Minister rolnictwa Wojciech Mojzesowicz twierdzi, że Rosja podważa wiarygodność Polski, wprowadzając kolejne zakazy importu towarów. - Jeśli Rosjanie nie chcą naszej żywności, to trudno. Nie wolno żadnemu państwu prowadzić do destabilizacji i podważania wiarygodności producentów rolnych. To sprawa polityczna. Nasi producenci nie używają mączek mięsno-kostnych - zaznacza W. Mojzesowicz.

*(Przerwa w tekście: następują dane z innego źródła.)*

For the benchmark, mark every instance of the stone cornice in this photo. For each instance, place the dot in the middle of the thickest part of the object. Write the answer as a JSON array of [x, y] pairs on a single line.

W środę Rosja zakazała importu mączki rybnej z Polski z powodu rzekomego wykrycia w niej białka zwierzęcego. Ostrzegła też, że może zakazać importu produktów pochodzenia roślinnego z Polski za pośrednictwem krajów trzecich. Z kolei import mięsa i nabiału ma być możliwy od 1 listopada tylko od tych firm, które ponownie uzyskają certyfikaty.
Główny lekarz weterynarii Ewa Lech podkreśla, że Rosja nie przekazała ani Komisji Europejskiej (KE), ani polskiej ambasadzie w Moskwie żadnych informacji na temat rzekomego zanieczyszczenia mączki rybnej. - Niepokojący jest fakt informowania polskich służb weterynaryjnych o wprowadzeniu tak istotnych restrykcji poprzez media - podkreśla.
W liście do W. Mojzesowicza, do którego dotarła PAP, szef Federalnej Służby Nadzoru Weterynaryjnego i Fitosanitarnego Siergiej Dankwert napisał, że w ciągu 8 miesięcy 2007 r., w trakcie wybiórczej kontroli produktów z Polski, znaleziono 47 partii niebezpiecznych towarów. Dankwert podkreśla w liście, że Rosja zwracała się już do KE w związku z przewozem przez kraje trzecie "niebezpiecznej dla zdrowia, a pochodzącej z Polski, produkcji roślinnej". Jak wynika z listu, chodzi m.in. o kapustę i jabłka, w których dopuszczalny poziom pestycydów, azotanów i azotynów ma przewyższać maksymalne normy, określone przez rosyjskie prawo.